A systematic study has been carried out to investigate the neutron transmission signal as a function of sample tem­per­ature. In particular, the experimentally de­ter­mined wavelength-dependent neutron attenuation spectra for a martensitic steel at tem­per­atures ranging from 21 to 700°C are com­pared with simulated data. A theoretical description that includes the Debye–Waller factor in order to describe the tem­per­ature influence on the neutron cross sections was im­plemented in the nxsPlotter software and used for the simulations.

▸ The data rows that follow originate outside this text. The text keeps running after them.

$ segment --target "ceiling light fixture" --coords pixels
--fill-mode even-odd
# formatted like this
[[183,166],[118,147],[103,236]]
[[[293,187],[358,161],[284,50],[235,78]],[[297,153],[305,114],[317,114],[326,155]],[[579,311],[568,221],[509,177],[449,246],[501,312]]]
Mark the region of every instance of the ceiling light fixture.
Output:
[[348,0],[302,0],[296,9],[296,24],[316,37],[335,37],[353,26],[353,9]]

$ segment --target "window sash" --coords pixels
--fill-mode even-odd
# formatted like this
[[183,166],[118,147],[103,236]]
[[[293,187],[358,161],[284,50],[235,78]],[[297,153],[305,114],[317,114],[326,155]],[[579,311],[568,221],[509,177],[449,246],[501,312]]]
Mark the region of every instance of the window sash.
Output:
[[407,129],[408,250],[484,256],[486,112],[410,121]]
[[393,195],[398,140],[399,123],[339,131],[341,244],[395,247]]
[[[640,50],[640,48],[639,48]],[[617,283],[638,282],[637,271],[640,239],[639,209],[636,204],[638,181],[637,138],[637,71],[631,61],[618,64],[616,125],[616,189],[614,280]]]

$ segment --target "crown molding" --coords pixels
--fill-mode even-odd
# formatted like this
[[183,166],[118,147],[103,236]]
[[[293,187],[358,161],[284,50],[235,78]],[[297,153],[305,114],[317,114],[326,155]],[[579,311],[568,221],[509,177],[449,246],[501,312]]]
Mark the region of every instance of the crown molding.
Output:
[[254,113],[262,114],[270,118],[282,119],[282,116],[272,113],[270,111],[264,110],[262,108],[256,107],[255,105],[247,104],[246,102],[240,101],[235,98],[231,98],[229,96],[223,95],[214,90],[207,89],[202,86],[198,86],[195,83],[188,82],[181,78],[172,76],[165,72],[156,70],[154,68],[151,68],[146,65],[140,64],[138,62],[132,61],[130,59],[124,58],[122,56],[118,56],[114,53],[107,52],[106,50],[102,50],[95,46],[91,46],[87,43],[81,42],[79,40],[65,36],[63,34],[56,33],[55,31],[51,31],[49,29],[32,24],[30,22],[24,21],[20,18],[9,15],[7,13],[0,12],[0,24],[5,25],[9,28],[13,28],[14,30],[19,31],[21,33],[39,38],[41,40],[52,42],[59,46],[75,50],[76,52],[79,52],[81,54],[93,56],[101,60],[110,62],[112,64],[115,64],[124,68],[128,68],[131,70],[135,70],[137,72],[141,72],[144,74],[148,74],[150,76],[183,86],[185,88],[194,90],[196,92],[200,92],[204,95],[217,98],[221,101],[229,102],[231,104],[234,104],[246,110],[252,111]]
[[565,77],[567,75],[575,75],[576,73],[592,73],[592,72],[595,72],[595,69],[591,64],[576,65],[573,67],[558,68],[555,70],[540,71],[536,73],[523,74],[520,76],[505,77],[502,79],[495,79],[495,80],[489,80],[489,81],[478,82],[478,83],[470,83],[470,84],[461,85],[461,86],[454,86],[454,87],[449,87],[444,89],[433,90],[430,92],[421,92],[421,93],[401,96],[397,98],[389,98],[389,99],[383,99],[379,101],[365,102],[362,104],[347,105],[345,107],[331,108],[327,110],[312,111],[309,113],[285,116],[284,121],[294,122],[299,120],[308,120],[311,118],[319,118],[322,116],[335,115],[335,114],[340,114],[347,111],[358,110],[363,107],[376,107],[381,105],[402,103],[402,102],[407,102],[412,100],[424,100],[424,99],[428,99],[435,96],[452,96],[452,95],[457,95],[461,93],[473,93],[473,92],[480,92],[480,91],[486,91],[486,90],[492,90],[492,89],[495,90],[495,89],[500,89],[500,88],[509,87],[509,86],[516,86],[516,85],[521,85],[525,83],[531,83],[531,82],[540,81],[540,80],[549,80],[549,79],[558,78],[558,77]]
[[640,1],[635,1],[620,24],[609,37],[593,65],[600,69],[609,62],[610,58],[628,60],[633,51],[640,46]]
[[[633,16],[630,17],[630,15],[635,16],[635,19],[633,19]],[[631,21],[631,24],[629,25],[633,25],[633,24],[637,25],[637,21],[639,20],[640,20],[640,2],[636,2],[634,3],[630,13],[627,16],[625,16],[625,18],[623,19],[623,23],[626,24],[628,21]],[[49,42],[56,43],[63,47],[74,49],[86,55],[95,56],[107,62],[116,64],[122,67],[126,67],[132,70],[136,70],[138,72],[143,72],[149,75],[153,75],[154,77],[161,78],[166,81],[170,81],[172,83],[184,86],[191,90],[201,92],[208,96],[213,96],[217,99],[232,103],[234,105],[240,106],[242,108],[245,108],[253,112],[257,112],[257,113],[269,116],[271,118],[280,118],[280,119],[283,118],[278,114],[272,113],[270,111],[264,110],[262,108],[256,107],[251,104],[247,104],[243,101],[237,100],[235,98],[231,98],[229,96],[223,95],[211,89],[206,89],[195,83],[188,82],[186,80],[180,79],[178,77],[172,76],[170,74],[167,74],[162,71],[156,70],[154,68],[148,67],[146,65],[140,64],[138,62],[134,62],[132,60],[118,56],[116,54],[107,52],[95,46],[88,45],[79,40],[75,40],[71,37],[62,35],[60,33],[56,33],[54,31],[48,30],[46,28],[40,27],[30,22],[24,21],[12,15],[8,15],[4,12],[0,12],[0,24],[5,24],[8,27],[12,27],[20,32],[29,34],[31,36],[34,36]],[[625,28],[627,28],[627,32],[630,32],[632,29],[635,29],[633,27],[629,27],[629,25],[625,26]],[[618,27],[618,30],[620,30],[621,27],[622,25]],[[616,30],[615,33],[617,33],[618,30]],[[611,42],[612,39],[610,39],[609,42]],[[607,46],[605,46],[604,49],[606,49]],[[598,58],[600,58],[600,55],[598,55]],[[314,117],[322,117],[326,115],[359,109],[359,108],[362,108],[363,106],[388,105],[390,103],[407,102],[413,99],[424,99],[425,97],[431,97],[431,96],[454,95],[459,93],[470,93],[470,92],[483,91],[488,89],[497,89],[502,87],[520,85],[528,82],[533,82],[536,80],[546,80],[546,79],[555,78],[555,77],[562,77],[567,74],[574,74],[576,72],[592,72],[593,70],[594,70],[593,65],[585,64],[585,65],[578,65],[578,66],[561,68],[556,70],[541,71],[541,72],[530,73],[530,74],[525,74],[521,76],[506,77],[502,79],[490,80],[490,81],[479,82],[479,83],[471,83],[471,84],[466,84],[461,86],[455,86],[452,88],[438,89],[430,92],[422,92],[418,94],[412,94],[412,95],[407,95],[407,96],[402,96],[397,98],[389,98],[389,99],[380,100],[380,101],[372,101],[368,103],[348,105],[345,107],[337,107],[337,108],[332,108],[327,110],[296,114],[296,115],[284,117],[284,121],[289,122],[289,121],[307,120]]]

The analysis of the attenuation coefficients at varying tem­per­atures shows that the missing contributions due to elastic and inelastic scattering can be clearly distinguished: while the elastically scattered intensities decrease with higher tem­per­atures, the inelastically scattered intensities increase, and the two can be separated from each other by analysing unique sharp features in the form of Bragg edges. This study presents the first systematic approach to qu­antify this effect and can serve as a basis , for example, to correct measurements taken during in situ heat treatments, in many cases being a prerequisite for obtaining qu­anti­fiable results.